We see in the console logs 3 separate constructions of DataCache
Explicitly Registering Types and Instances in Aurelia
There are three options:
- instance – just new up an object, then register it with the container
- singleton
- transient
For further information see Object Lifetime, Child Containers and Default Behavior
Using Framework Configuration to Explicitly Register Types
This demo updates our configure function again, and we see how to implement each of the three options described in the previous lesson.
Using Resolvers in Aurelia
There are currently 4 out of the box resolvers. Three of them are described in this lesson
- Lazy.of(T) – Injects a function for lazily evaluating the dependency
- All.of(T) – Injects an array of all services registered with the provided key
- Optional.of(T) – Injects an instance of a class only if it already exists in the container; null otherwise.
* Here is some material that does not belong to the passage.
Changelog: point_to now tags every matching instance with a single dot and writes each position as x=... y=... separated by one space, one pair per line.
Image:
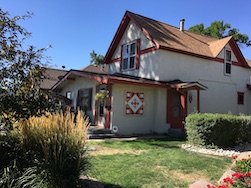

See Resolvers in the official documentation to learn Parent.of(T)
Lazy Loading and Plugin Instancing with Aurelia
First a demo of using Lazy.of(T).
Brian creates an ImLazy class with a constructor and a doStuff method.
Then events.js is created with Events class and the method createAndUseImLazy.
In events.html there’s a button that calls createAndUseImLazy
The effect of all this is to defer the construction of the dependent object until the point where we need to use it.
Next, a demo of All.of(T), which is useful for plugins. We might want to register all plugins that are associated with a 3rd party system.
First we need a plugin definition. We see a class PlugIn1 with a doPlugInStuff method and another class PlugIn2 with another doPlugInStuff method.
In main.js we see how to import these plugin types and register them as transient.
Finally we inject All.of(“SuperPlugIn”) into our Events class.
So we have got multiple instances of different types all registered under the same name “SuperPlugIn”.
Registering Global Dependencies
This is a great way to avoid repetitive import declarations. We register a dependency globally through the app configure method.
It will then be available for injection into our modules without an import statement, and can be used in our views without a <require> element.
We do this with the globalResources keyword.